Welcome back to MLB Monday which now includes Rookie of the Year picks for both the American and National leagues as of last week’s analysis. For the record, our next new “addition” to the column will come in the 1955 edition when we begin analyzing World Series MVP Award winners.
Until then, enjoy our regular mundane features as follows …
1948 AL MVP: Lou Boudreau (original, confirmed)
There was a very close pennant race, which ended up with three teams separated by just 2.5 games: Cleveland (97-58), Boston (96-59), and New York (94-60). The next-best team (Philadelphia) finished 10 games behind the Yankees. Only Detroit also finished above .500 in the AL during the 1948 regular season.
The three best position players in the league were Cleveland shortstop Lou Boudreau (10.3 WAR), Boston left fielder Ted Williams (8.3), and Yankees center fielder Joe DiMaggio (6.9). That makes it easy to confirm Boudreau’s vote win for the MVP. Boudreau did not lead the AL in any offensive categories, although he did hit .355 while driving in 106 runs and drawing 98 walks; he struck out just nine times during the year. His glove work (3.0 dWAR) was the best in the major leagues, too, providing huge value at a key position.
1948 NL MVP: Stan Musial (original, confirmed)
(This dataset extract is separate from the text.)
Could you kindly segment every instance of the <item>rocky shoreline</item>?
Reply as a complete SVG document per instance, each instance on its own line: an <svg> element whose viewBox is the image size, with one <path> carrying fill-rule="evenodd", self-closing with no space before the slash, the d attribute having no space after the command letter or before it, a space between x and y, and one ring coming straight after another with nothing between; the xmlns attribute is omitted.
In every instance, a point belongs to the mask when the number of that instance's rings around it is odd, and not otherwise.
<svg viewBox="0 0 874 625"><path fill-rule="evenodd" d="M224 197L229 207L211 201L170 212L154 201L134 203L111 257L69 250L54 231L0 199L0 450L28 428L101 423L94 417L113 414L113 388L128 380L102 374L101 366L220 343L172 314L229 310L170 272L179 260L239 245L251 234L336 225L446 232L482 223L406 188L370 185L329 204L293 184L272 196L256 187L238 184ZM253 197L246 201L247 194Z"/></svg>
The Boston Braves won the pennant by 6.5 games over St. Louis, 7.5 games over Brooklyn, and 8.5 games over Pittsburgh. The New York Giants, 13.5 games back, were the only other team to finish above .500 on the season. Cardinals outfielder Stan Musial (11.3 WAR) led all players in the NL by 4.7 WAR, so our analysis is brief here as we confirm his MVP vote victory.
At age 27, he hit a career-high .376 to win the batting title, while also topping his peers in the following categories: runs (135), hits (230), doubles (46), triples (18), RBI (131), on-base percentage (.450), slugging percentage (.702), OPS (1.152), and total bases (429). He also hit a mere 39 home runs, another career high. This may have been Musial’s best season ever, and that’s saying a lot.
1948 AL Cy Young: Bob Lemon
Here is the dilemma … Detroit’s Hal Newhouser (6.5 WAR) was the only AL pitcher from a winning team to post a WAR mark over 5.0 this season. The next-best pitcher on an actual “contending” team was Cleveland’s Bob Lemon (4.7 WAR). This means we have to do a direct comparison here:
- Newhouser: 21 wins, 3.01 ERA, 19 complete game, 272 1/3 innings, 143 strikeouts, 1.278 WHIP
- Lemon: 20 wins, 2.82 ERA, 20 CGs, 10 shutouts, 293 2/3 IP, 147 Ks, 1.226 WHIP
It’s clear the Cleveland ace had the better season, and although it wasn’t truly dominant, neither was Newhouser’s season. The Detroit ace was the best thing the Tigers had going for them in a barely above-average season, while Lemon carried a weak staff to the pennant. That’s a statement of value right there.
For the record, Newhouser topped the league in wins, while Lemon topped the AL in complete games, shutouts, inning pitched, and WHIP. That also cements this decision for us.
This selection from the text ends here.